QUOTE(DrTek @ Sep 28 2006 said:


> please point me somewhere



That way! *points*


----------



## Boneman (Sep 28, 2006)

Yay already had my first disconnecter!!!1 Texas Hole Em is wicked fun!


If you cant take the heat, dont connect  dam you!!!


----------



## ds6220 (Sep 28, 2006)

QUOTE(Bowser128 @ Sep 28 2006 said:


> QUOTE(DrTek @ Sep 28 2006 said:
> 
> 
> > please point me somewhere
> ...


No, I am pretty sure it was back that way *points*


----------



## mthrnite (Sep 28, 2006)

Cool beans! I was just posting yesterday about wanting a Mahjong Solitaire type thing. Was just about to settle for a GBA version. Time to do a little dance!


----------



## Chanser (Sep 28, 2006)

Woot a game released first in Europe instead of America.


----------



## Burbruee (Sep 28, 2006)

QUOTE(Euronymous @ Sep 28 2006 said:


> So sick of friend codes.
> 
> If you play on WFC vs another friend (ie: not random game) can you pictochat?



Yes.


----------



## Bowser128 (Sep 28, 2006)

QUOTE(Chanser @ Sep 28 2006 said:


> Woot a game released first in Europe instead of America.



I _think_ this was released in the US first (please correct me if I'm wrong) under the name 'Clubhouse Games'.

Ignore me I'm talking rubbish.


----------



## Sc4rFac3d (Sep 28, 2006)

Yay! 
	

	
	
		
		

		
		
	


	




 I was waiting for chess on the DS. Now it's even online too! And there's 41 other games! Can't wait for tonight!


----------



## Harsky (Sep 28, 2006)

Chess brings back harsh memories of when I played it against this kid and I had no knowledge and the guy keeps making up his own rules as we played. Might try this as I keep getting my ass kicked in Tetris DS wifi


----------



## monkeymachine (Sep 28, 2006)

loving the single-cart and WFC battles! awesome how the single cart mode isn't limited =D


what will the WFC ppl think with this game lighting up the switchboard 2 mths before release..?? hehe


----------



## accolon (Sep 28, 2006)

I've got multiplayer problems (local WiFi) with Supercard Lite. The other DS is able to download a game (e.g. Blackjack), but after a few seconds in-game the DS crashes (repeating sound, no input possible) and I get an error message.

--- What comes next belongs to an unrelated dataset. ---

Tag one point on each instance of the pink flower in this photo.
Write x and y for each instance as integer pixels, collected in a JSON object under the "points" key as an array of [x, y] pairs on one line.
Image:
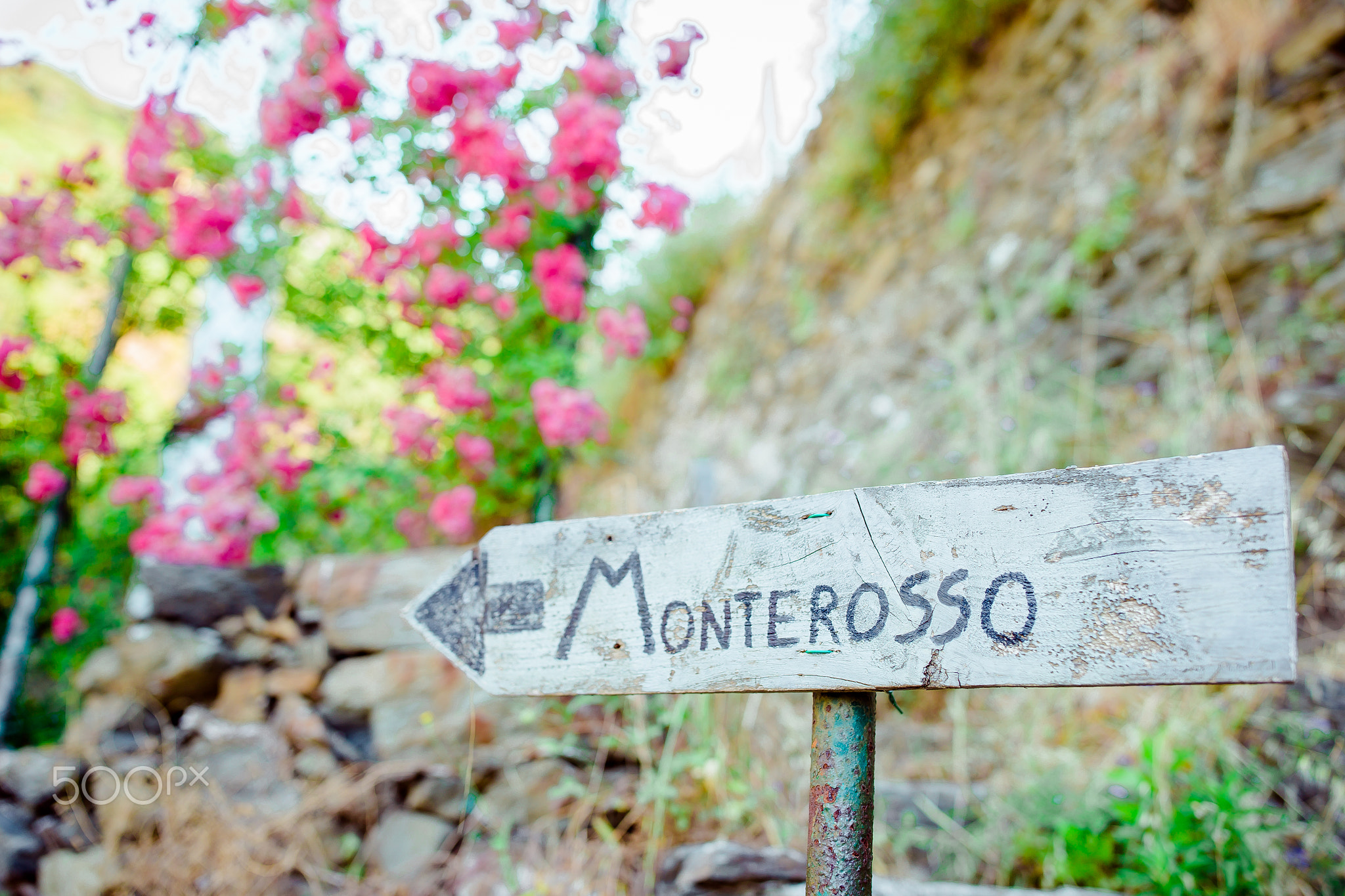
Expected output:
{"points": [[567, 416], [42, 226], [674, 55], [380, 257], [246, 288], [475, 452], [11, 345], [150, 142], [342, 82], [513, 33], [600, 75], [287, 469], [451, 512], [65, 625], [452, 339], [625, 333], [430, 244], [447, 286], [45, 482], [663, 209], [133, 489], [513, 227], [505, 305], [414, 527], [142, 232], [359, 127], [238, 14], [433, 86], [490, 148], [584, 146], [296, 110], [200, 226], [410, 433], [684, 309], [560, 274], [89, 421], [455, 387]]}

Both DS are flashed, my SC patcher settings are "Faster Gameplay" and "Enable patch cartridge access" with "Compatibility: High". Trimming doesn't matter, both trimmed and untrimmed ROMs crash.


----------



## nexx (Sep 28, 2006)

QUOTE(monkeymachine @ Sep 28 2006 said:


> loving the single-cart and WFC battles! awesome how the single cart mode isn't limited =D
> 
> 
> what will the WFC ppl think with this game lighting up the switchboard 2 mths before release..?? hehe



It comes out tomorrow in Europe.


----------



## ssj4android (Sep 28, 2006)

I Doubt It isn't online? Why not? I can't resist using a pun, that's bullshit.


----------



## Bowser128 (Sep 28, 2006)

QUOTE(ssj4android @ Sep 28 2006 said:


> I Doubt It isn't online? Why not? I can't resist using a pun, that's bullshit.



In English, please


----------



## FAST6191 (Sep 28, 2006)

release of the month for me, it is like ultimate brain/card games (one of my favourite GBA titles) but with stylus control.

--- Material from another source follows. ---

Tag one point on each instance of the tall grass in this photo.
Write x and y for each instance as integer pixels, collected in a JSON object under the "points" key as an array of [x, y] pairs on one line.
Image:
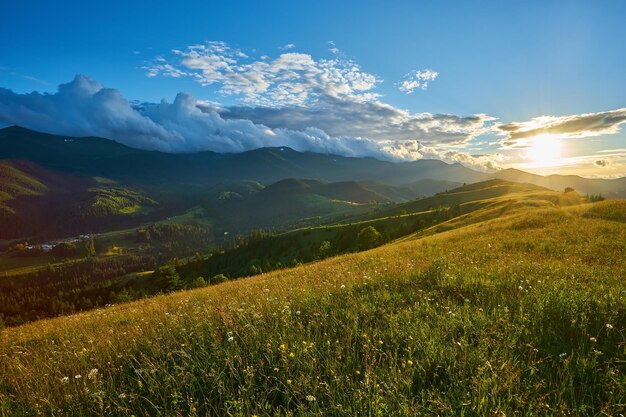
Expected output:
{"points": [[496, 318]]}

*attention drifts back to game.


----------



## Sc4rFac3d (Sep 28, 2006)

QUOTE(nexx @ Sep 28 2006 said:


> QUOTE(monkeymachine @ Sep 28 2006 said:
> 
> 
> > loving the single-cart and WFC battles! awesome how the single cart mode isn't limited =D
> ...



Actually I saw it today at my local gameshop 
	

	
	
		
		

		
		
	


	




 Thought it was some kind of stupid game put together in a week.


----------



## SD5k (Sep 28, 2006)

I hope someone will release the Dutch language version of this game too.

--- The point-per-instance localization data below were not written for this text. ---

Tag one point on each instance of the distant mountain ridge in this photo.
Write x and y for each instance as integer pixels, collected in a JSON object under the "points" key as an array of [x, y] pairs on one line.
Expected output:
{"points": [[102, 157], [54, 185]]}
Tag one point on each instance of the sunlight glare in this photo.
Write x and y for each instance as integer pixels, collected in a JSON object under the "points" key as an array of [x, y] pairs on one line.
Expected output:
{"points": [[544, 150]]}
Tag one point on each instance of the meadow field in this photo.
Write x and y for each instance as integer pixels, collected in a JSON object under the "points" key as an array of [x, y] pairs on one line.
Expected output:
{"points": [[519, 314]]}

But still this is a great release to kill some time.


----------



## Sc4rFac3d (Sep 28, 2006)

how do you unlock shogi?


----------



## DrKupo (Sep 28, 2006)

*A Moderator has removed this post*


----------



## SD5k (Sep 28, 2006)

Ha.. ha.. ha.  
	

	
	
		
		

		
		
	


	




It's just always nice to see a game translated to your own language (except the voice acting).

Could post all sorts of stupid sarcastic jokes about the US, but this isn't the place for such thing.


----------



## DsMan (Sep 28, 2006)

I keep getting disconnected from the Nintendo WFC is this because I am playing on a M3 CF, and will have to wait till I buy the orginal to play online


----------



## ssj4android (Sep 28, 2006)

QUOTE(Bowser128 @ Sep 28 2006 said:


> QUOTE(ssj4android @ Sep 28 2006 said:
> 
> 
> > I Doubt It isn't online? Why not? I can't resist using a pun, that's bullshit.
> ...



The game called "I Doubt It" in this game is called "Bullshit" by some people. For some reason, you can't play it online. Probably because of lag. BTW, playing that game, the computer always calls me out when I cheat. I still won, though, somehow.


----------



## Kigashi (Sep 28, 2006)

That's Is Good ^^


People, can you say if there is a Tutoial Mode to games? I'm SO sick to play backgammon, but I don't know how to it. ¬¬"


OFF: Sorry for my English, if there is anything wrong. I'm brazilian. ^^


----------



## TheLoCoRaven (Sep 28, 2006)

am i the only one wondering where the wifi drinking games are??? shame!!! shame to you all!!!


----------



## meangreenie (Sep 28, 2006)

QUOTE(accolon @ Sep 28 2006 said:


> I've got multiplayer problems (local WiFi) with Supercard Lite. The other DS is able to download a game (e.g. Blackjack), but after a few seconds in-game the DS crashes (repeating sound, no input possible) and I get an error message.
> 
> Both DS are flashed, my SC patcher settings are "Faster Gameplay" and "Enable patch cartridge access" with "Compatibility: High". Trimming doesn't matter, both trimmed and untrimmed ROMs crash.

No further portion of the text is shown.